Bondo or equivalent products are good products if used sparingly and for good reason rather than as a rule.
Primer coats are also very useful and cheap ways of checking your substrate's curves or flatness. One trick is to lay down a thin mist coat of black primer or even colour coat over the raw wood (hold the can further away than you would usually do) to show low and high spots as you sand the carve. A hard flat sanding block carries this out on the flat areas (of course) whilst a bendier material (such as a school eraser or a cork block) works within the carve as it conforms to the shape. After this you need to lay down a consistent and solid primer coat.

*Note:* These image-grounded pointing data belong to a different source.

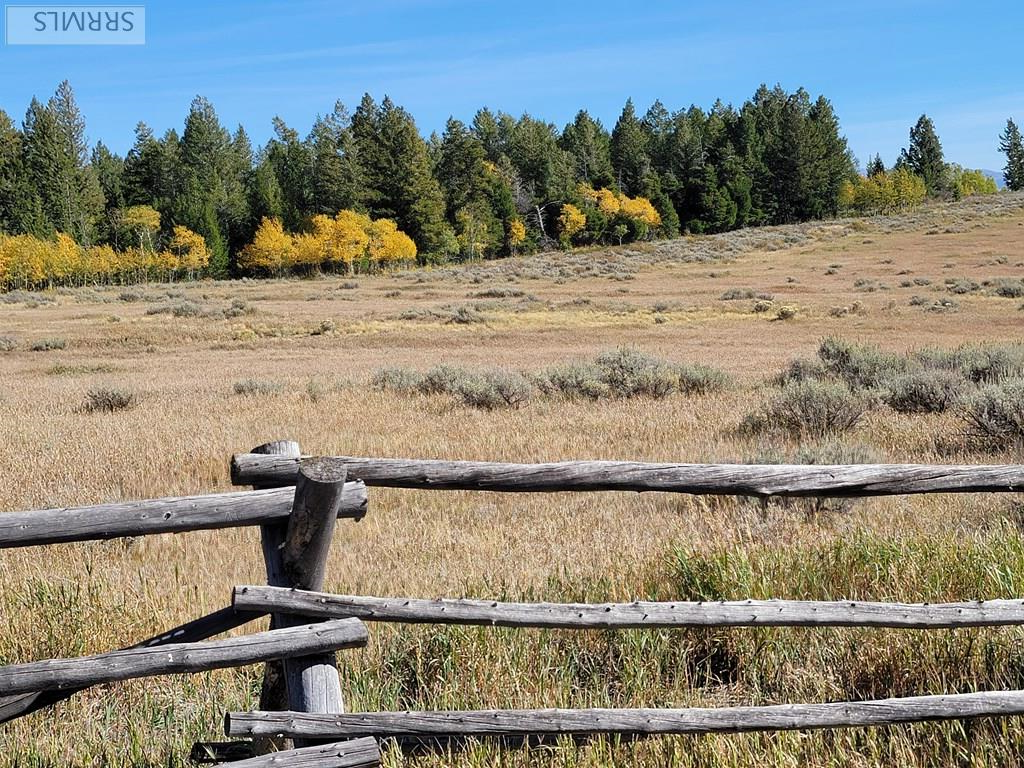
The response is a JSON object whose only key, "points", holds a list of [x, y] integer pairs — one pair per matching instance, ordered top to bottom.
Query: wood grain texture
{"points": [[722, 479], [170, 515], [635, 614], [202, 629], [172, 658], [312, 681], [273, 692], [628, 722], [358, 753]]}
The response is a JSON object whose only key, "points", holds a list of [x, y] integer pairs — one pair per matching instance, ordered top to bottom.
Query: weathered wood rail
{"points": [[714, 479], [296, 503], [171, 515], [635, 614], [181, 657], [628, 722], [358, 753]]}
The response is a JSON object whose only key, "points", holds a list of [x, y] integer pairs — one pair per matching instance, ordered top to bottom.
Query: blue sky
{"points": [[882, 64]]}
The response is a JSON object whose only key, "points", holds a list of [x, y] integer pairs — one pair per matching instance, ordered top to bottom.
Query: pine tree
{"points": [[590, 145], [1012, 145], [629, 152], [924, 157], [460, 167], [109, 169], [546, 169], [208, 171], [337, 175], [11, 180], [406, 181], [265, 200], [83, 204]]}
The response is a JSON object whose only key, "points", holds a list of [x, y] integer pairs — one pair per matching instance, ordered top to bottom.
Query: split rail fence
{"points": [[297, 501]]}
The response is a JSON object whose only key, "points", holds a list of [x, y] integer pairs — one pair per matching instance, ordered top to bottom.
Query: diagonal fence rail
{"points": [[714, 479], [296, 502]]}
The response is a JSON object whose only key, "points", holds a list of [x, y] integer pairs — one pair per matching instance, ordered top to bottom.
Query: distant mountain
{"points": [[996, 176]]}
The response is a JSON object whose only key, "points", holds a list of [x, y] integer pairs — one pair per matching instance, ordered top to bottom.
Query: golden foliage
{"points": [[883, 193], [611, 204], [641, 210], [570, 221], [517, 232], [346, 241], [189, 249], [270, 251], [30, 262]]}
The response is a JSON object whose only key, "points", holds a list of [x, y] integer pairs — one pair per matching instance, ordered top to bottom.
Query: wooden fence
{"points": [[297, 502]]}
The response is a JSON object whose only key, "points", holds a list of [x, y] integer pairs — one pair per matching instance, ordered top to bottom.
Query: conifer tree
{"points": [[1012, 145], [590, 146], [629, 152], [924, 157]]}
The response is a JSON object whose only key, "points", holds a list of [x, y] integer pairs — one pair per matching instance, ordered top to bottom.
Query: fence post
{"points": [[296, 556], [312, 681], [273, 694]]}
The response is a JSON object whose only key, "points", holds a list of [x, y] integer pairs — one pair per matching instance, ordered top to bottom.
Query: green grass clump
{"points": [[47, 345], [257, 387], [108, 400]]}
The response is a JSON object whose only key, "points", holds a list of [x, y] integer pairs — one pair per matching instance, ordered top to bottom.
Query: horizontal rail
{"points": [[720, 479], [170, 515], [634, 614], [201, 629], [56, 674], [626, 722], [359, 753]]}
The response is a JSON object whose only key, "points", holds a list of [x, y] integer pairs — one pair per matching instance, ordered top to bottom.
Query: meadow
{"points": [[115, 393]]}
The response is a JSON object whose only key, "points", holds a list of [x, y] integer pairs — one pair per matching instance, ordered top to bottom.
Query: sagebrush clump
{"points": [[621, 373], [108, 400], [809, 409], [994, 416]]}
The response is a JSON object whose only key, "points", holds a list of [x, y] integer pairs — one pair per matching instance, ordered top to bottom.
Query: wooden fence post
{"points": [[296, 556], [312, 681], [273, 695]]}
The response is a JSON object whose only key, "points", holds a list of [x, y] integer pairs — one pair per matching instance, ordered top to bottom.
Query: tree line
{"points": [[364, 188]]}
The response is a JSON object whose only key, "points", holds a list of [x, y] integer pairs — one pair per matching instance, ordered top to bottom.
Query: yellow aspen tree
{"points": [[570, 221], [517, 233], [349, 239], [190, 250], [270, 250]]}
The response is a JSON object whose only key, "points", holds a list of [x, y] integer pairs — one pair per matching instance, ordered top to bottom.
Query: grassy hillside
{"points": [[197, 372]]}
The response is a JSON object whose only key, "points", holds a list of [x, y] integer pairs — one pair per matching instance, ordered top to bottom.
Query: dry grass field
{"points": [[211, 369]]}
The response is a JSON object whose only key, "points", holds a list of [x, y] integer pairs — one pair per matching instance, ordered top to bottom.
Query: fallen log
{"points": [[717, 479], [170, 515], [633, 614], [57, 674], [626, 722]]}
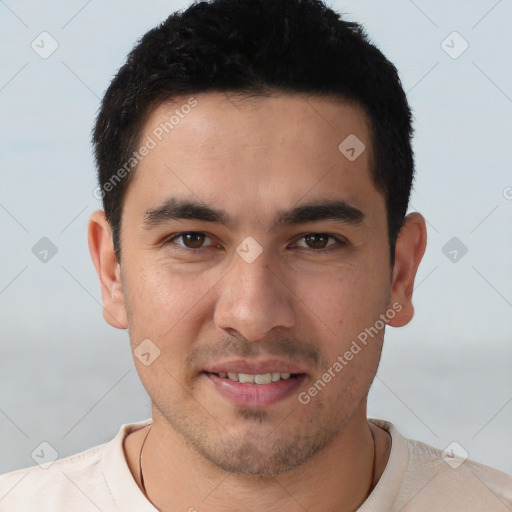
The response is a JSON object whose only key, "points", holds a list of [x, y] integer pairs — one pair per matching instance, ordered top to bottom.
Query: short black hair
{"points": [[256, 47]]}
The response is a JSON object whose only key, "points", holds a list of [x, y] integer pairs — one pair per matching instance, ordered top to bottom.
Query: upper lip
{"points": [[254, 367]]}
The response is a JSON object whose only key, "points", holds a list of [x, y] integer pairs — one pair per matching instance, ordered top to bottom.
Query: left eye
{"points": [[192, 240], [317, 241]]}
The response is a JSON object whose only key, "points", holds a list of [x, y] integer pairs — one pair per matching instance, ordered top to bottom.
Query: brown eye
{"points": [[192, 240], [317, 241]]}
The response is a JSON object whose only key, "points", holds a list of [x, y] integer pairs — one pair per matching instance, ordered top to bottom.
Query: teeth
{"points": [[261, 378], [266, 378]]}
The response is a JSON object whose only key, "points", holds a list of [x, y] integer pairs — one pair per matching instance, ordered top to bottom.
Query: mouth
{"points": [[259, 378], [255, 390]]}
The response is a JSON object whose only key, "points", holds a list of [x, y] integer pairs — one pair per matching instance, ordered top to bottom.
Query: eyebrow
{"points": [[179, 209]]}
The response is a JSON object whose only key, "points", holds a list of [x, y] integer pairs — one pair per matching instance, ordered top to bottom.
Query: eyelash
{"points": [[339, 241]]}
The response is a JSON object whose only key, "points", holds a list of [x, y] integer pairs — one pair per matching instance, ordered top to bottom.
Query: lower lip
{"points": [[256, 395]]}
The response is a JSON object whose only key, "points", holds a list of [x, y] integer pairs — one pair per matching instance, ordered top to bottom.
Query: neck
{"points": [[342, 475]]}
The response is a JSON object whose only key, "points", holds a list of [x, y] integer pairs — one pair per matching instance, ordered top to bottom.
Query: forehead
{"points": [[259, 153]]}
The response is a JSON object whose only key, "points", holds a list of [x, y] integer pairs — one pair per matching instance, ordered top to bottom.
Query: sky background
{"points": [[68, 378]]}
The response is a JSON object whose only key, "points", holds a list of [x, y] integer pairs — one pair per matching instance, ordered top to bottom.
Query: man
{"points": [[255, 167]]}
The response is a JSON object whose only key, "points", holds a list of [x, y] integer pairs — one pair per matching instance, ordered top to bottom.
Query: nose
{"points": [[254, 300]]}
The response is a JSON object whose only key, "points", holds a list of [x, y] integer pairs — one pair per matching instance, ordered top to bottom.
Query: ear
{"points": [[410, 248], [108, 269]]}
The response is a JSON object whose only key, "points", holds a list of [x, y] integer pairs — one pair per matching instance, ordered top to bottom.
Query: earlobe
{"points": [[410, 247], [108, 270]]}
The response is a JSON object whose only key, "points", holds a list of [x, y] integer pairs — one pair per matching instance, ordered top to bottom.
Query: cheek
{"points": [[164, 304], [343, 304]]}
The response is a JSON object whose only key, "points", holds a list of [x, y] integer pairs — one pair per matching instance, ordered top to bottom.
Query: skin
{"points": [[253, 158]]}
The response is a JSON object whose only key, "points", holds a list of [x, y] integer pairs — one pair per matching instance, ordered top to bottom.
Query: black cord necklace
{"points": [[143, 486]]}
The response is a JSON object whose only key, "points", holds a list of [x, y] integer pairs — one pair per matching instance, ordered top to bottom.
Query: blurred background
{"points": [[67, 378]]}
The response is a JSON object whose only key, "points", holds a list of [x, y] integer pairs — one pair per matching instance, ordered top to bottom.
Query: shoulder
{"points": [[433, 479], [456, 479], [79, 482], [31, 488]]}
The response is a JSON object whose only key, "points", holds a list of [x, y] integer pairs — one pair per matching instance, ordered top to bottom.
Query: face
{"points": [[254, 257]]}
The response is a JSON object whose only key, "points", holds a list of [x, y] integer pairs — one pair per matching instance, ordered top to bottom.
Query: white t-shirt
{"points": [[416, 478]]}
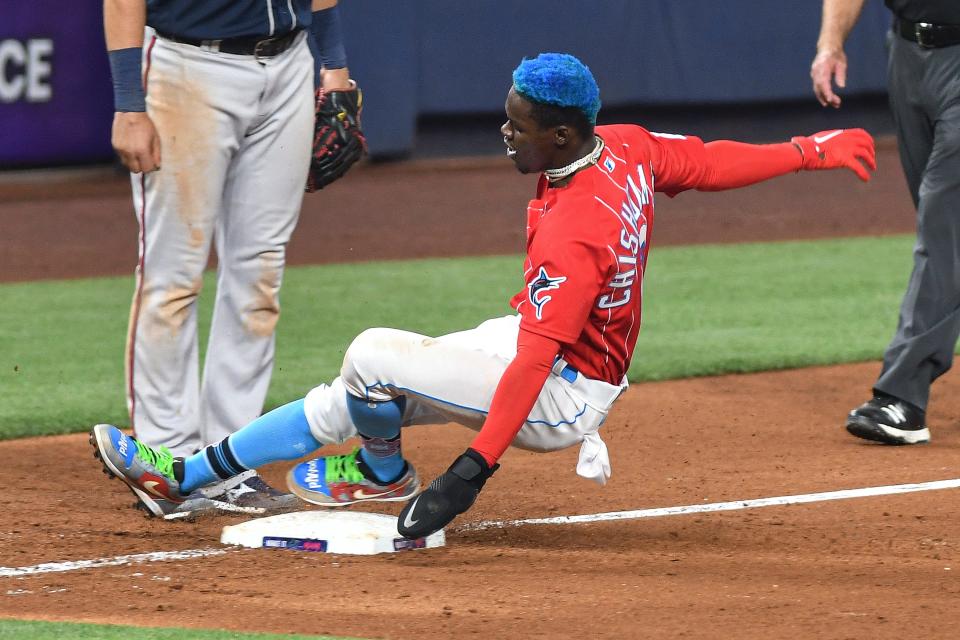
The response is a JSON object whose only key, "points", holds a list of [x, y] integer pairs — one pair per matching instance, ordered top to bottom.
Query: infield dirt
{"points": [[877, 568]]}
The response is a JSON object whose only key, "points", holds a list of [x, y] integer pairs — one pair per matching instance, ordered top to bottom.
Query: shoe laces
{"points": [[160, 458], [343, 468]]}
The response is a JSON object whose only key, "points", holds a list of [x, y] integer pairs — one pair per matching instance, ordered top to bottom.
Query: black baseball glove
{"points": [[338, 141], [447, 497]]}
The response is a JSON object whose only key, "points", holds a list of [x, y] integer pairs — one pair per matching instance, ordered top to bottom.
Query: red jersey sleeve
{"points": [[678, 162], [563, 281]]}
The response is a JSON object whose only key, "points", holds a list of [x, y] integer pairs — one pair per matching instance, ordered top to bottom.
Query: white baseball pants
{"points": [[452, 379]]}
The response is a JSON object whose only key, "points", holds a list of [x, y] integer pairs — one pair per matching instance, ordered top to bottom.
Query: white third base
{"points": [[350, 532]]}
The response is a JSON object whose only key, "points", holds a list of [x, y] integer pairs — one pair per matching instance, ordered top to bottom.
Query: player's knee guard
{"points": [[376, 419]]}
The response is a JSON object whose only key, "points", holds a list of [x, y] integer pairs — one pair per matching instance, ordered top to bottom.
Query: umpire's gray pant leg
{"points": [[925, 98]]}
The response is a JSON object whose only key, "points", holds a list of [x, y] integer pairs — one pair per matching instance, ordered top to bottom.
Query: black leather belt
{"points": [[928, 36], [251, 46]]}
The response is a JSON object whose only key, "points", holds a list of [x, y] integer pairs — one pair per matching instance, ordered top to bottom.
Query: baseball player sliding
{"points": [[543, 379]]}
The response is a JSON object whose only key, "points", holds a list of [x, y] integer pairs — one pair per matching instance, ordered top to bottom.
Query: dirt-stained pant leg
{"points": [[925, 99], [209, 109], [262, 202], [452, 379]]}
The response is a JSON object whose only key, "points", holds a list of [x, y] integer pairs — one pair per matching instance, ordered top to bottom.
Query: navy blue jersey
{"points": [[221, 19]]}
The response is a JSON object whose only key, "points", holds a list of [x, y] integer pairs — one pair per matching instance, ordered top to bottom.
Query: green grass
{"points": [[708, 310], [58, 630]]}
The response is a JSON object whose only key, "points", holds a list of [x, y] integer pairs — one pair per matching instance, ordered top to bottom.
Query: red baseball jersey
{"points": [[587, 245]]}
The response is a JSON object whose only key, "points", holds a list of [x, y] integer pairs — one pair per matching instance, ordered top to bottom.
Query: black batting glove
{"points": [[447, 497]]}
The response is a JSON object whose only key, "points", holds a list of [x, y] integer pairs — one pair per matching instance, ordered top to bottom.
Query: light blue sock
{"points": [[379, 426], [282, 434]]}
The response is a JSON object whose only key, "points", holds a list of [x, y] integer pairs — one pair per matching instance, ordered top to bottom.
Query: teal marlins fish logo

Primer is an essential intermediary coat between the substrate and the colour coats. Primer grips to wood and paint grips to primer. Paint does not grip wood well. I would not regard it as optional in any way, shape or form. At the very least, it provides an opaque basecoat to work from. Most importantly it ensures top coat adhesion and makes the final finish durable. Primer provides a barrier between relatively solvent-heavy colour coats and the wood, which would otherwise absorb the solvents instead of letting them dissipate outwards into the atmosphere. Meanwhile, your badly cured paint falls off.
I would stop with the paintwork and go back to ensuring that your wood is perfectly even. You can't fix that in the mix later and this is what will cause you to kick yourself more than anything when the build is complete.